Tonight the kids and I are meeting my sister, my nieces and nephew, and my mom for a fun Christmas outing. This wouldn't be a big deal if I hadn't been dealing with
family drama for over a year now. If you'll recall, my sister and I haven't spoken in months and haven't seen each other in 18 months.
When I informed my daughters this morning that they'd be seeing their cousins and aunt, they were excited. Then my oldest asked, "Mom, do you think you and your sister will get along now?"
Oh I have no doubt that we'll "get along" tonight. We're a family of hiding uncomfortable confrontational drama in person. (Gentleman Jack noticed this over the Thanksgiving holiday when my brother came around for the first time since
lying to me about staying at my house while I was out of town. Of course, GJ would have none of our avoidance tactics and forced us to talk it out. My hard headed man and his honest ways...)
I'm actually excited about seeing my sister tonight. I'm not looking forward to hearing about her other life with strangers that I know nothing about. That'll be weird. But I know the kids will really enjoy seeing us together. They actually SHOULD see us together, working out our differences.
After all, I remind each of them, often,
how important it is to have a sister.
***
I was out of town visiting Gentleman Jack this past weekend. Unfortunately, Saturday night I came down with a mystery illness that kept me there an extra day due to absolute misery and weakness... so much so that I was unable to drive home. Of course, my boys enjoyed having me around a whole extra day, even if I was either in bed or lying around on the couch being waited on hand and foot. Who wouldn't want to stay?!?
The next morning, my mother (who was watching my kids for me) called to inform me that my younger daughter was ill and would be staying home from school. Mom, who works in retail, had to go to work (obviously) so she would be unable to watch my sick kid.
I dragged myself from the warmth of my sick bed, packed up my bags and drove 3 hours for my child. I, even though I was recovering, was actually still more ill than my daughter. Honestly I wonder if she didn't have a case of the
I-just-wanna-stay-home-itis that my mom couldn't see through. Nonetheless, she was home with me, wanting to be nurtured when I could barely take care of myself.
That evening, I put my daughters to bed as soon as I could so that I could also get some rest. I'm still not 100% recovered from whatever kicked me out of service this weekend... but the Christmas shopping/wrapping/planning/partying/decorating must go on, right?
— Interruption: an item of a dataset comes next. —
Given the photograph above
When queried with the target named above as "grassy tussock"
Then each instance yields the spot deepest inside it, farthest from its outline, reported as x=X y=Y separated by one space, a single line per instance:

My kids need me... whether I'm well or not.
***
I love my kids. LOVE. MY. KIDS.
Yes, I find myself in uncomfortable situations by being a mom. I have to be a good role model, even if I don't want to be. I have to take care of myself and them, even if I'm too ill to do so. I have to have my stuff together, even when I don't. I have to have a village of back up providers due to an ex-husband who travels 95% of the time with work.
I'm grateful for the opportunity to raise these beautiful little people. They entertain me with their funny ways of looking at the world. They offer hugs and comfort when I'm down, physically, mentally or emotionally. They teach me something new and often delightful every single day. They are my heart, broken into two whole people walking around outside of my body.
It's not always easy to do the things I do for my kids but I really cannot imagine life any other way. Even on those nights that I just want to put myself to bed but there's so much more mothering to be done, I still feel honored for the healthy, amazing girls sleeping in the next room.
Thank You, God, for the blessings that I call
my children.... and all the "stuff" that goes with it.